Updated: Oct 16
Prior to 1971, the dollar bill was a contract that stated the person holding the dollar could exchange it for X amount of gold. Since 1971, the dollar has not derived its value from any asset, it is the world's reserve currency, which means it stands alone and other currencies derive their value from it. Thus, the dollar cannot decrease in value significantly against the value of other currencies, however, it can depreciate against itself... and it has.
Since 1971, the US dollar has lost over 95% of its value. And this can be seen in the price of gold, which now costs over $2000 an ounce as opposed to $35 an ounce back in 1971. Is there a less gold available today than there was then? No. Thus the value of gold has not gone up, but the value of the dollar has gone down. Actually, it has plummeted.
The question then becomes, how much can the dollar depreciate? Exactly when does the dollar lose 100% of its value and become worthless? Well, never. Due to the system its in, the dollar can never officially fail because it provides a base value for each other currency that exists today.
There are staggering side effects of our current system. As the value of the dollar decreases, assets such as homes, cars, stocks, etc. all become more expensive.
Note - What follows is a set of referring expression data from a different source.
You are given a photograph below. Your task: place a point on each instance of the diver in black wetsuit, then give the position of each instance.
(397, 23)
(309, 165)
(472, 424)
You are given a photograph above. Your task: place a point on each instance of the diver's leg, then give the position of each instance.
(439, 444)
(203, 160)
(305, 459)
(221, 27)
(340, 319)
It's no surprise that the average price of a home has risen significantly since 1970, but how much of that was attributed to the dollar becoming less valuable?
In 1920, the average price of a home was $2000. In 1970, the average price of a home was $23,600. An increase of 1,080%. Whereas the average price of a home in 2020 is $320,000. An increase of 1,256%. Houses appreciated 20% more in the previous 50 years than in the prior 50 years.
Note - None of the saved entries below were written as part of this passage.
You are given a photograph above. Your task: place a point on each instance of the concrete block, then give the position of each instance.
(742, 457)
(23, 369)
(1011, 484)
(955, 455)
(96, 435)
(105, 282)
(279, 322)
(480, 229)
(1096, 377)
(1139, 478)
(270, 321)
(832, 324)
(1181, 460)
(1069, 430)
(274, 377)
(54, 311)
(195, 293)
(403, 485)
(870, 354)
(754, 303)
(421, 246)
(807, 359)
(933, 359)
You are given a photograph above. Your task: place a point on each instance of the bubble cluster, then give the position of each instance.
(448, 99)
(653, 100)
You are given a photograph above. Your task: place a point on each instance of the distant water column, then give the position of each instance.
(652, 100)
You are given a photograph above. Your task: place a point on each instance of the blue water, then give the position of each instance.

The real question, what will a house cost in 2070? If the current system holds, the average price of a house in 2070 should be approximately $4 million. Adjusting minimum wage in 2020 proportionately compared to minimum wage in 1970, we can discern the minimum wage in 2070 would be $29 an hour.
Is this the future? The average house costing $4 million, while minimum wage pays $29 per hour. Or is this the end of the road for the unpegged US dollar?